Quizás el único instante en el que se forma un ambiente afable y familiar es en la secuencia de año nuevo, donde Gordo con Lucrecia bailan frente a Don Arnaldo, y se siente el cariño y amor de los dos, mientras el padre celebra en su cama dando órdenes sobre cómo bailar. En ese momento, un espejo refleja la luna llena y el anciano se queda pasmado mirándola. Invita al Gordo y a Lucrecia a mirarla con él, maravillados por su belleza, pero luego Don Arnaldo comienza a ver otras imágenes que no deberían estar allí, pero que representa el imaginario y la frustración del exmarino. El mar reflejado, el ascensor Barón con oficiales de la marina saludándolo, fuegos artificiales lanzados desde la Esmeralda, el buque-escuela de la Armada de Chile, que fue sitio de prisión y tortura con ocasión del Golpe de Estado en 1973. Son esas mismas frustraciones las que rompen con el festivo ambiente al confesarle a su hijo que se ha orinado, lo que obliga al Gordo a volver a su rol de cuidador y dar por finalizada la fiesta.
Esta película es un clásico del cine chileno, una obra que permite entrar a la idiosincrasia porteña como muestran los primeros minutos de la película siguiendo a Lucrecia en las compras en el plan de la ciudad, cerca de la Iglesia de la Matriz y las eternas escaleras hacia el cerro.

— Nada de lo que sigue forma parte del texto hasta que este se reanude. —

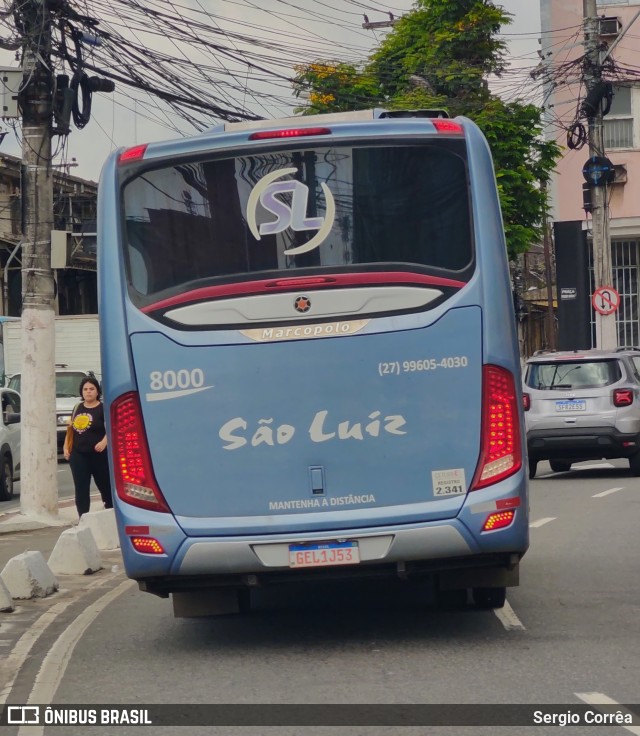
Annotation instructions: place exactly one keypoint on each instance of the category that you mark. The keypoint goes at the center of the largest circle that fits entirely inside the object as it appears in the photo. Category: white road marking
(606, 493)
(55, 663)
(507, 617)
(597, 699)
(542, 522)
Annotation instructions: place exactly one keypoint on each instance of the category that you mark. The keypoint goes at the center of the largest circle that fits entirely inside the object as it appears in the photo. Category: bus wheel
(489, 597)
(6, 479)
(560, 466)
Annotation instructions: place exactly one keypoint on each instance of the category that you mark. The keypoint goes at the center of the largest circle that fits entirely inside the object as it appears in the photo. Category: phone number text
(428, 364)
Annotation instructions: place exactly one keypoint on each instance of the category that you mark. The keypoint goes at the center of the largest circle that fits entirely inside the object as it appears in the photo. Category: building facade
(562, 49)
(75, 204)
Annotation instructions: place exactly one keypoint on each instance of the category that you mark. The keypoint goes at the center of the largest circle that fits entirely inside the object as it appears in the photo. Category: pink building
(562, 47)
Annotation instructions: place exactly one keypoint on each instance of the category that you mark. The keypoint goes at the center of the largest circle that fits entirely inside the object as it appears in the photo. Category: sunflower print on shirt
(82, 422)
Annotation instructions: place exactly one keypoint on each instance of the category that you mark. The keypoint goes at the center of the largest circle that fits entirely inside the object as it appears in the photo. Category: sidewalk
(21, 534)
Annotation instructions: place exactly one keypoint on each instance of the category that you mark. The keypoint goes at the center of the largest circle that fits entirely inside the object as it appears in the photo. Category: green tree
(441, 54)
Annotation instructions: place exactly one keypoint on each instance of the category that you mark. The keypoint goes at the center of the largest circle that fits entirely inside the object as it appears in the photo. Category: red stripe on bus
(296, 283)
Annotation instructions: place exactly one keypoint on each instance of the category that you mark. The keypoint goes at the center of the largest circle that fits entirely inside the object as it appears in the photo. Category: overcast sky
(115, 124)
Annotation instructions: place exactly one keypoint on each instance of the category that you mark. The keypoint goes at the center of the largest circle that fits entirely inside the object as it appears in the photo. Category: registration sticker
(571, 405)
(324, 554)
(448, 482)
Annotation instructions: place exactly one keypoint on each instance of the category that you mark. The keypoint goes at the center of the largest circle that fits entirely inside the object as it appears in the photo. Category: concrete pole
(39, 487)
(606, 332)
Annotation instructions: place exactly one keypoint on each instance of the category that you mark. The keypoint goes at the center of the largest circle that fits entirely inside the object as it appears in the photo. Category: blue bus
(310, 359)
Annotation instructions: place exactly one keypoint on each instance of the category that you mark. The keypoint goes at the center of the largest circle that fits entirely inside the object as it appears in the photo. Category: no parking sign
(605, 300)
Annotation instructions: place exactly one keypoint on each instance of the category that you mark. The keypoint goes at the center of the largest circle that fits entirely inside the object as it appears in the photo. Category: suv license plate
(579, 405)
(323, 554)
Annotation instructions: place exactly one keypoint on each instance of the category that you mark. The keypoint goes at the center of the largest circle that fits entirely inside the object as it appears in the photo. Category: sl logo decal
(265, 192)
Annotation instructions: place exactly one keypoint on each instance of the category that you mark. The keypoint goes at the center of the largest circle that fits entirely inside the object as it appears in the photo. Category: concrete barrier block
(6, 601)
(103, 527)
(75, 553)
(28, 576)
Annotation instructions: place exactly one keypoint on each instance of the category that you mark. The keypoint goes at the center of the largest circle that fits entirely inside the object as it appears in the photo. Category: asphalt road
(568, 637)
(65, 489)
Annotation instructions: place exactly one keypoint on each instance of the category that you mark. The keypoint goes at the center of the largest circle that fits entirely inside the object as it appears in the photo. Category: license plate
(578, 405)
(323, 554)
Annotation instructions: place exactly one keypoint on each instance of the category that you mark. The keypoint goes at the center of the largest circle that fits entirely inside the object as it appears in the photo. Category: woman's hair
(94, 382)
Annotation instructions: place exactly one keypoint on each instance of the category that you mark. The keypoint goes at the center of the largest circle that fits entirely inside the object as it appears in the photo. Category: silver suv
(583, 405)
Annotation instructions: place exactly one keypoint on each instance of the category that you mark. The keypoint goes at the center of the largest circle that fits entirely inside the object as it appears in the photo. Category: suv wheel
(560, 466)
(634, 464)
(6, 479)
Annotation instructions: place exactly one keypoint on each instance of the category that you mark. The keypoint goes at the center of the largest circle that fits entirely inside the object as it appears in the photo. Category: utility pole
(39, 487)
(606, 332)
(552, 342)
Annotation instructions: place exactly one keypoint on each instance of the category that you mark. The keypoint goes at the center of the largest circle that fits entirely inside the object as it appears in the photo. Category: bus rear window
(253, 216)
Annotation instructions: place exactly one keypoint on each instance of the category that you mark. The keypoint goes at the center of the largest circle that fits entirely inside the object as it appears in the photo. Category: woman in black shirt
(87, 455)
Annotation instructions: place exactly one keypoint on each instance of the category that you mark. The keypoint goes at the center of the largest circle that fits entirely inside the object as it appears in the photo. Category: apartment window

En ese marco, ingresar a la casa de Don Arnaldo es abandonar la realidad para dar espacio a lo absurdo y lo mágico, en la intimidad de una relación trágica entre un padre castrador y su hijo, un eunuco sin norte.
La invitación, por supuesto, es a que la vean, entre otras razones porque tanto esta película como otras de la época, dan cuenta de cómo se vivió en ese Chile postdictadura con una democracia secuestrada y vigilante; además, apreciar el cine nacional como una forma legítima para sentir y expresar emociones universales desde nuestros espacios locales, ya que, desde este Sur del mundo, el cine ha tenido y sigue teniendo arte y humanidad para comunicar.